Petri dish showing two soil types: brown regular soil on the left and reddish, rocky serpentine soil on the right, used to study metal absorption in phytomining plants. — Side-by-side comparison of regular soil (left) and serpentine, nickel-rich soil (right, with red tint). The red color indicates high iron and metal content, common in serpentine soils where Milkwort Jewelflower naturally thrives.

For now, the team is focused on laying a solid scientific foundation. This is an ambitious, innovative project, and if successful, it could fundamentally change how mineral extraction is approached, all while being more sustainable and environmentally responsible.

Supporting Experiential Learning through Real-World Research

Dr. Kim’s lab isn’t just about cutting-edge research; it’s also a place where students gain hands-on experience that can shape their future careers. Students from many academic backgrounds, including pre-med, engineering, and plant science, are contributing to the project in significant ways. Dr. Kim’s lab studies various phytochemical biosynthetic regulations using crops like tomatoes and other medicinal plants, but the technology is the same, and most of her students are directly contributing to this project. From plant care and seed harvesting to molecular work such as DNA cloning, each student helps to push this research forward.

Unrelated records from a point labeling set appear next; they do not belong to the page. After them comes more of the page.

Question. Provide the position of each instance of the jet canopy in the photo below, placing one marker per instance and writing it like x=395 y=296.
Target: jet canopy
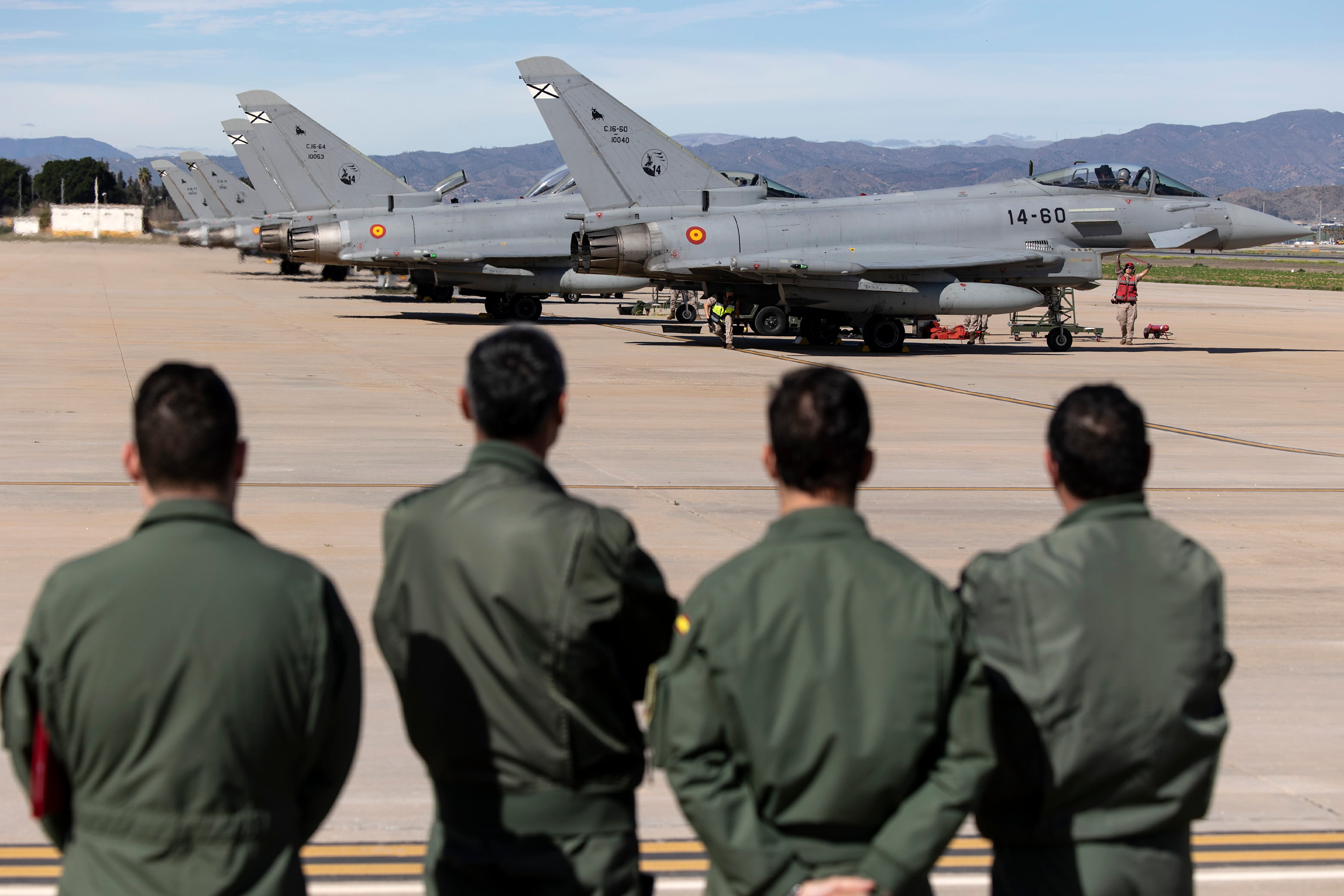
x=1124 y=178
x=773 y=190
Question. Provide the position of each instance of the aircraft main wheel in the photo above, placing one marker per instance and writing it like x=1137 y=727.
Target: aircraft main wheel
x=885 y=333
x=772 y=322
x=1059 y=340
x=527 y=308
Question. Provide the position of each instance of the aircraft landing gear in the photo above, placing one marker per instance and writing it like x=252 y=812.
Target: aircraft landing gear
x=885 y=333
x=527 y=308
x=770 y=320
x=1059 y=340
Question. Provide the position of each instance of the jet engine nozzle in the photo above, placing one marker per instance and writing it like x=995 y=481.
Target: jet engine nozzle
x=321 y=244
x=619 y=250
x=275 y=238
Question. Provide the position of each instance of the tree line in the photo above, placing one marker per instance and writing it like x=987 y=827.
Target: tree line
x=72 y=181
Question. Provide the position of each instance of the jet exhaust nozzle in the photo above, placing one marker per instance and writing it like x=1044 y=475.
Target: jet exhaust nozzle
x=618 y=250
x=319 y=244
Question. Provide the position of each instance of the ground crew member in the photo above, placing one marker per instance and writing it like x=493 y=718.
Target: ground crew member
x=519 y=624
x=822 y=717
x=1104 y=648
x=721 y=311
x=1127 y=297
x=190 y=698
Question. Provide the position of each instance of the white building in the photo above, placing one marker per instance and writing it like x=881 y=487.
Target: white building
x=97 y=221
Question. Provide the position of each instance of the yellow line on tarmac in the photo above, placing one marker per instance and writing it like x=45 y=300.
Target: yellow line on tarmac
x=370 y=869
x=674 y=487
x=1163 y=428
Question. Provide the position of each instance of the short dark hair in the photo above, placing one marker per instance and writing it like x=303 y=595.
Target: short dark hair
x=514 y=378
x=186 y=426
x=1099 y=442
x=819 y=428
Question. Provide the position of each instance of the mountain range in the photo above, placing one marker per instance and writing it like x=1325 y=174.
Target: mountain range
x=1268 y=156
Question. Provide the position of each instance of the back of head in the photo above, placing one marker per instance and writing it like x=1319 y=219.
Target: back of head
x=819 y=429
x=186 y=426
x=1097 y=440
x=514 y=378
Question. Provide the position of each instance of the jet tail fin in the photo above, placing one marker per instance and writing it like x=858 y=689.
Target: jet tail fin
x=618 y=158
x=186 y=194
x=240 y=134
x=344 y=175
x=233 y=196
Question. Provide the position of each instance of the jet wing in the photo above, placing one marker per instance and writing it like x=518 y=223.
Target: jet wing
x=467 y=252
x=844 y=261
x=1179 y=238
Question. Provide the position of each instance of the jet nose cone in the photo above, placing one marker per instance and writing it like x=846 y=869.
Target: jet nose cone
x=1257 y=229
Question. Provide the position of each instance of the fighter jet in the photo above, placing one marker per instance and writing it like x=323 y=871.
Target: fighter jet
x=866 y=263
x=510 y=253
x=322 y=178
x=194 y=229
x=240 y=207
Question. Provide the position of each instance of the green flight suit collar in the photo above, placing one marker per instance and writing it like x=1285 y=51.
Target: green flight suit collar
x=817 y=523
x=500 y=453
x=189 y=509
x=1107 y=508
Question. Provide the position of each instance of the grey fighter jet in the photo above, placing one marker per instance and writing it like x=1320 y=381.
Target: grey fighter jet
x=866 y=263
x=322 y=178
x=509 y=253
x=237 y=203
x=197 y=217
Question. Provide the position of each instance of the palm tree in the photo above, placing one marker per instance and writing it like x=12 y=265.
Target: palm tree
x=143 y=176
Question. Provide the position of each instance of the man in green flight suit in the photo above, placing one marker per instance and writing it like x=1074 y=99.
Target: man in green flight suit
x=1104 y=648
x=519 y=624
x=822 y=715
x=189 y=698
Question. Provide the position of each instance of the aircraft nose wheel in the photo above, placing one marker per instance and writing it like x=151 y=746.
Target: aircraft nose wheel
x=1059 y=340
x=770 y=322
x=885 y=333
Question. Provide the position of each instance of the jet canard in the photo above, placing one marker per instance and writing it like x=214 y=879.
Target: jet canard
x=655 y=209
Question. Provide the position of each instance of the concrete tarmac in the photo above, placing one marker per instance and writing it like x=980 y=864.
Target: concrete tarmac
x=349 y=401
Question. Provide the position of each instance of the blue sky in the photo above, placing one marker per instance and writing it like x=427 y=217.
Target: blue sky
x=440 y=76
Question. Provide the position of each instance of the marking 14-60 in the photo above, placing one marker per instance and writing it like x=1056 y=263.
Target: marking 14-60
x=1044 y=217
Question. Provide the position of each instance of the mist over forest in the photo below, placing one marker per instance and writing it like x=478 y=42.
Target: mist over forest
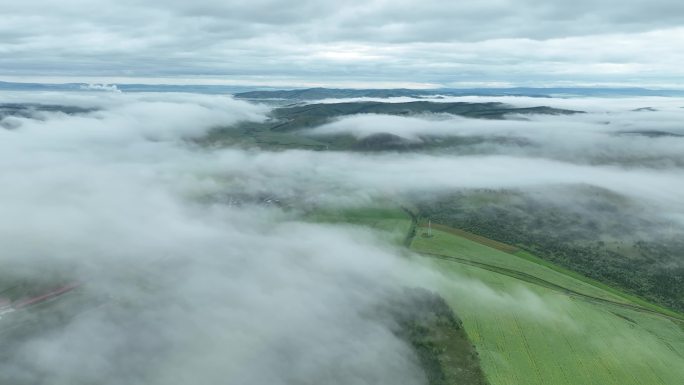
x=196 y=256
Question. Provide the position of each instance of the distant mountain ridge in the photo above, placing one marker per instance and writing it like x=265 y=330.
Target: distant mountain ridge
x=263 y=92
x=342 y=93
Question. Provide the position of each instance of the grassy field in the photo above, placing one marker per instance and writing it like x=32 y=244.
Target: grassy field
x=393 y=223
x=533 y=324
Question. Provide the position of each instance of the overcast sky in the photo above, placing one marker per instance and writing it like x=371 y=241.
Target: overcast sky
x=417 y=43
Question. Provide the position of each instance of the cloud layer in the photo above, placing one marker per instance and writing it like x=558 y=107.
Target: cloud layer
x=189 y=287
x=350 y=42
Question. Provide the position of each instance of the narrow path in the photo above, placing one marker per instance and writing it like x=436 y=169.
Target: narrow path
x=549 y=285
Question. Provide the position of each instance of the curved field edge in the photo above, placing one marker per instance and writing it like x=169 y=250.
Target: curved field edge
x=531 y=331
x=533 y=322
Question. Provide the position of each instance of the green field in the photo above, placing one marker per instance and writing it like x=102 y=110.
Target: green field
x=393 y=224
x=532 y=324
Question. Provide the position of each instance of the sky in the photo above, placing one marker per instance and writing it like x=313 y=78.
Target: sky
x=346 y=43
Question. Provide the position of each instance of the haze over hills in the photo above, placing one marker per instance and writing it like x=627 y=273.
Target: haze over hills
x=358 y=192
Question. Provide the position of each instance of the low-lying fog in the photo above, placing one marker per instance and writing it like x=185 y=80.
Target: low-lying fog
x=122 y=199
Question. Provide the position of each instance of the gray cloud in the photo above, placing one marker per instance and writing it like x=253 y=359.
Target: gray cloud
x=309 y=42
x=194 y=289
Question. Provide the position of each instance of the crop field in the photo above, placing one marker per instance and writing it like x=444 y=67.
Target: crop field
x=534 y=325
x=394 y=224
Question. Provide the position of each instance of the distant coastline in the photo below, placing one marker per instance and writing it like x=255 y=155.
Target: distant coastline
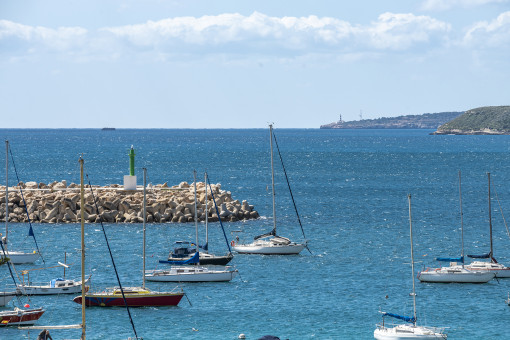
x=423 y=121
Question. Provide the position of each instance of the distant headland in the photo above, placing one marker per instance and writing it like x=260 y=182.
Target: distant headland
x=423 y=121
x=487 y=120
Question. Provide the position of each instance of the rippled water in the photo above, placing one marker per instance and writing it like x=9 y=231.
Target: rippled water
x=351 y=189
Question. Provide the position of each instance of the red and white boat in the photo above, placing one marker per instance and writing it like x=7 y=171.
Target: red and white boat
x=135 y=297
x=20 y=316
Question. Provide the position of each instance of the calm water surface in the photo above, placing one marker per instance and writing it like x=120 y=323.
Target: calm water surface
x=351 y=189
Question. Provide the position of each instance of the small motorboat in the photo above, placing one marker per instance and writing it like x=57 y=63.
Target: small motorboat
x=135 y=297
x=19 y=316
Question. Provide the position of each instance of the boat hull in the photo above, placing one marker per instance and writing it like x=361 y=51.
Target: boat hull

For many of these students, working on such practical, in-lab experiences provides a well-rounded understanding of solving real-world problems. As Dr. Kim explains, “This is a good opportunity for them to be exposed not only to this project, but also to what is happening in science today – what science can do. If they are exposed to this kind of field in an early stage of their career, it can help them to figure out their future career goals as well. Particularly with this project, it is very practical. [Students can] actually engineer a plant and contribute something tangible to society that they can be proud of,” explained Dr. Kim.

The opportunity to be involved in groundbreaking research empowers students to see the direct impact science can have in solving issues that extend into many sectors of society. We are excited to see what is next for Dr. Kim’s lab. In the meantime, Dr. Kim continues to lead innovative research applying advanced techniques like genome sequencing and gene editing to optimize the ability of these plants to extract more nickel, which could potentially revolutionize the U.S. nickel supply chain.